Once the folder structure looks correct and you have confirmed the terragrunt.hcl configuration is accurate, you are ready to deploy the security baseline. Authenticate to the new account on the CLI (see this blog post for instructions) using the access credentials for the temporary IAM User you created above and run terragrunt apply.

When running apply, you will see the plan for applying all the security baseline to the new account. Verify the plan looks correct, and then approve it roll out the security baseline.

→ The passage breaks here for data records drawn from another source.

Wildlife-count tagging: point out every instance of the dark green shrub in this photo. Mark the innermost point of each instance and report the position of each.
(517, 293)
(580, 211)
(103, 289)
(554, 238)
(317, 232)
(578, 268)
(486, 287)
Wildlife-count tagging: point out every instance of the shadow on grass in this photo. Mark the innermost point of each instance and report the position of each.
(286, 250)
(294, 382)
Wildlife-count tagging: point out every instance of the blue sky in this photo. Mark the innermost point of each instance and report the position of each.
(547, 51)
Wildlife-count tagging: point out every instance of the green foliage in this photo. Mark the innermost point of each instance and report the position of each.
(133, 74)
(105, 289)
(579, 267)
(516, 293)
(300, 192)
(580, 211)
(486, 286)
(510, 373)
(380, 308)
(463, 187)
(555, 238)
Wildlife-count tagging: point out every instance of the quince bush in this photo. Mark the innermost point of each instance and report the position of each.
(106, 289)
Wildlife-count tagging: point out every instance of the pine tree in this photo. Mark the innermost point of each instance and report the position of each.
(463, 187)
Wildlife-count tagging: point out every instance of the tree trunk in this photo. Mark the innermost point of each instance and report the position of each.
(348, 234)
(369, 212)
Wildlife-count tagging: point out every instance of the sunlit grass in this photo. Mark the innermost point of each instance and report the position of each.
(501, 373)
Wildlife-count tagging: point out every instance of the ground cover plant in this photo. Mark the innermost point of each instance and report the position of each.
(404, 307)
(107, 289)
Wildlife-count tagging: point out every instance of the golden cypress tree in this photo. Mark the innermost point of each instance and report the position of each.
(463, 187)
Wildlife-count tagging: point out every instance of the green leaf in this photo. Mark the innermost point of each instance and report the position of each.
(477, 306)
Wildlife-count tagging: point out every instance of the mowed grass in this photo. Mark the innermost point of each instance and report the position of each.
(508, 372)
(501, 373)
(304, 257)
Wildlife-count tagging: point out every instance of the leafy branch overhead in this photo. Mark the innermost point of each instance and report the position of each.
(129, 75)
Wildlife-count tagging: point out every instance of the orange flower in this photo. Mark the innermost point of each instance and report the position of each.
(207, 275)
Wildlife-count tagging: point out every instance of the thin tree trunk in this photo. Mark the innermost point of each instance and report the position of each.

At this point, you can now use the cross account access from the security account to authenticate to the new account. Use your security account IAM User to assume the allow-full-access-from-other-accounts IAM Role in the new account to confirm this.

Once you confirm you have access to the new account from the security account, login using the allow-full-access-from-other-accounts IAM Role and remove the temporary IAM User as you will no longer need to use it.

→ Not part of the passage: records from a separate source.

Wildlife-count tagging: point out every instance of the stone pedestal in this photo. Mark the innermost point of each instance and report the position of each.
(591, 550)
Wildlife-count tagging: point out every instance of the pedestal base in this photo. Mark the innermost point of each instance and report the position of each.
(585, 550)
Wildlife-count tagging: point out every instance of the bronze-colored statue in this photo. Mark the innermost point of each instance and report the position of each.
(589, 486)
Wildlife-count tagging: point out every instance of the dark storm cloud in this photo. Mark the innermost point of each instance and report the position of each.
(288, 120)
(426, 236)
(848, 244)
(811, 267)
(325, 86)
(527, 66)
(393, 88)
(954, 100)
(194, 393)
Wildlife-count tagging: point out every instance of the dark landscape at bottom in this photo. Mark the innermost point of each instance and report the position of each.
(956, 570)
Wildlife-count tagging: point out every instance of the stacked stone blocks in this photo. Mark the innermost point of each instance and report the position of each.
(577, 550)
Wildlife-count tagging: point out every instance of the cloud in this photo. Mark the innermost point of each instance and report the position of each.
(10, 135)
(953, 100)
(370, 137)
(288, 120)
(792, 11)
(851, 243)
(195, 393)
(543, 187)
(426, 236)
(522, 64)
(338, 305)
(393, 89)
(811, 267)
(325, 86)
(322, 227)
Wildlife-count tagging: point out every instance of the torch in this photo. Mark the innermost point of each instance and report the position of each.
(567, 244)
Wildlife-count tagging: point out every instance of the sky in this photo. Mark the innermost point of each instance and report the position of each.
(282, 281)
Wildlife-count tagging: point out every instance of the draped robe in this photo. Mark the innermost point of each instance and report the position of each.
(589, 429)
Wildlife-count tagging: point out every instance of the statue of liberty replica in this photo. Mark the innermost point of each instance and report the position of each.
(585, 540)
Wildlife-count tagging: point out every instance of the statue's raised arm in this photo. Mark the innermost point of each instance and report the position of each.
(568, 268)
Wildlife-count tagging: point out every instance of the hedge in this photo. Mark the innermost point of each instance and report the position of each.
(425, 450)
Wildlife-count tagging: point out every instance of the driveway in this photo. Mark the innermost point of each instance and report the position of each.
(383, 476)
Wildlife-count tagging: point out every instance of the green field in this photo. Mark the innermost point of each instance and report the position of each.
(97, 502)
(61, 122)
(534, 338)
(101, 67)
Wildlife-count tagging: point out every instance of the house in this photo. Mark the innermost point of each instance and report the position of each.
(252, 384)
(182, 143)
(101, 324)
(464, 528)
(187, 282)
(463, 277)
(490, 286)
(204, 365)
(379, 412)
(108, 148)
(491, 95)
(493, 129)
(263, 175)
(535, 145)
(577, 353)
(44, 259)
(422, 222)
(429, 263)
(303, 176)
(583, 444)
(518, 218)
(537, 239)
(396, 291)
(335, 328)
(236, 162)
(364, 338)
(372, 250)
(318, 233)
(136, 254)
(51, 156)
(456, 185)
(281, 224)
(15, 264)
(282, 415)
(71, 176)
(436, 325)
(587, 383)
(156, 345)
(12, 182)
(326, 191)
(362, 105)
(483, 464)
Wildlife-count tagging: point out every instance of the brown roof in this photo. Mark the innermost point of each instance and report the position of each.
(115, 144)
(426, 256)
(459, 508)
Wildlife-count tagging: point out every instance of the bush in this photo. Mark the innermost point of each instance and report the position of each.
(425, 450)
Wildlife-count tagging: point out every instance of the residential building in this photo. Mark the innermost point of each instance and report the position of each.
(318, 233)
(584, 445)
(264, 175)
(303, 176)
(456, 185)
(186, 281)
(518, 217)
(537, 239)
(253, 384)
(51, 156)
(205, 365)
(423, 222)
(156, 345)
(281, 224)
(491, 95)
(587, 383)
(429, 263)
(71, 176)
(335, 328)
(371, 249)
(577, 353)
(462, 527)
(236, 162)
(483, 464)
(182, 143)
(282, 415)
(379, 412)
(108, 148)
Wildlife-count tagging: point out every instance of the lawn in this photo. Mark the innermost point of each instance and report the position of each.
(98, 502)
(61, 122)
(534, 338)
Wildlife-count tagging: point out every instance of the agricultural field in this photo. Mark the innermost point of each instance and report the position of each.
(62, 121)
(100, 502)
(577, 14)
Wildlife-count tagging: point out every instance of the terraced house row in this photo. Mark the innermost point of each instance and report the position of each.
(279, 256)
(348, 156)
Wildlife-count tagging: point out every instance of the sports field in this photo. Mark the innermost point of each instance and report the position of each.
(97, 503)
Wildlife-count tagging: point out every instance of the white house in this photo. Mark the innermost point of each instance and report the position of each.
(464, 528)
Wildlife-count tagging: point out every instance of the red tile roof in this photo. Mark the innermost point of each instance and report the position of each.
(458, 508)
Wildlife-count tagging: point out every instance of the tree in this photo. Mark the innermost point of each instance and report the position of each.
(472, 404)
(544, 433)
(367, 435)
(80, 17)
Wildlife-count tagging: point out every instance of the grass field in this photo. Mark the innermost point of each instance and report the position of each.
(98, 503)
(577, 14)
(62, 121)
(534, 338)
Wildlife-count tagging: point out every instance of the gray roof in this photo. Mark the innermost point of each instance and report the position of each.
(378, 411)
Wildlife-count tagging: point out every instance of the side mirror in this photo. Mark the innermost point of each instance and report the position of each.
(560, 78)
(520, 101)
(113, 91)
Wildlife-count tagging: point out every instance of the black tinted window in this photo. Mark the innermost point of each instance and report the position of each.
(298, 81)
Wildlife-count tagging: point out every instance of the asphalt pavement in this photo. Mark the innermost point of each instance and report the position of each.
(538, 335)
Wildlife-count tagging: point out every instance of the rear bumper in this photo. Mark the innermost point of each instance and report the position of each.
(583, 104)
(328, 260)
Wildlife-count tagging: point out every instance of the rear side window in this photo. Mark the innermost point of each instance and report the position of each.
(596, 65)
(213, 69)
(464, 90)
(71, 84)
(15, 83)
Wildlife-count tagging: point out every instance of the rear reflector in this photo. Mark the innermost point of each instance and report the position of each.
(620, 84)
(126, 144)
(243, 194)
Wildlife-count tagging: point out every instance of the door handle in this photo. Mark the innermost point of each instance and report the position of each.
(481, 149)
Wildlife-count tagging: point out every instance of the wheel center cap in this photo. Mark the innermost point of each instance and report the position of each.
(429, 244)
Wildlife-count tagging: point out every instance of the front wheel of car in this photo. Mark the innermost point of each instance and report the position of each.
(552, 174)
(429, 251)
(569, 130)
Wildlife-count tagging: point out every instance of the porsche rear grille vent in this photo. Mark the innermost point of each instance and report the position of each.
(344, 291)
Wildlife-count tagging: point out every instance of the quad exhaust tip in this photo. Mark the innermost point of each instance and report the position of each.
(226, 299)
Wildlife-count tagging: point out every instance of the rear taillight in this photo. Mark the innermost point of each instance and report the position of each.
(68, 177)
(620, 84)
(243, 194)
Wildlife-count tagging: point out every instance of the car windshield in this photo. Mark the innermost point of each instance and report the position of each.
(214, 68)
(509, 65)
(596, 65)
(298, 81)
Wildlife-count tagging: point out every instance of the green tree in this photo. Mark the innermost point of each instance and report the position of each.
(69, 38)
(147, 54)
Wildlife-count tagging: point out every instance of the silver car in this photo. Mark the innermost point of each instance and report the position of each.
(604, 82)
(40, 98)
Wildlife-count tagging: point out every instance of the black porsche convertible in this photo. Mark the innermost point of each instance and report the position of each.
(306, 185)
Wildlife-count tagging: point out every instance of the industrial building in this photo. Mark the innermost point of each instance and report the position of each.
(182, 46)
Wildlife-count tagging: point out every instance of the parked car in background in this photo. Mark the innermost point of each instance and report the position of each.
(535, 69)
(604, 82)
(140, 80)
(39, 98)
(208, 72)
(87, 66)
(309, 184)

Deploy the ECS Deploy Runner

Once the security baseline is deployed on the new account, you can deploy the ECS Deploy Runner. With the ECS Deploy Runner, you will be able to provision new resources in the new account.

To deploy the ECS Deploy Runner, copy the terragrunt configurations for mgmt/vpc-mgmt and mgmt/ecs-deploy-runner from the dev account:

mkdir -p <REPLACE_WITH_NAME_OF_ACCOUNT>/us-west-2/mgmt
cp -r dev/us-west-2/mgmt/{vpc-mgmt,ecs-deploy-runner} <REPLACE_WITH_NAME_OF_ACCOUNT>/us-west-2/mgmt

Be sure to open the terragrunt.hcl file in the copied folders and sanity check the configuration. Make sure there are no hard coded parameters that are specific to the dev account. If you have not touched the configuration since the Reference Architecture was deployed, you won't need to change anything.

Once the configuration looks correct, go in to the mgmt folder and use terragrunt run-all apply to deploy the ECS Deploy Runner:

cd <REPLACE_WITH_NAME_OF_ACCOUNT>/us-west-2/mgmt && terragrunt run-all apply
note

Because this uses run-all, the command will not pause to show you the plan. If you wish to view the plan, run apply in each subfolder of the mgmt folder, in dependency graph order. You can see the dependency graph by using the graph-dependencies terragrunt command.

At this point, the ECS Deploy Runner is provisioned in the new account, and you can start using the Gruntwork Pipeline to provision new infrastructure in the account.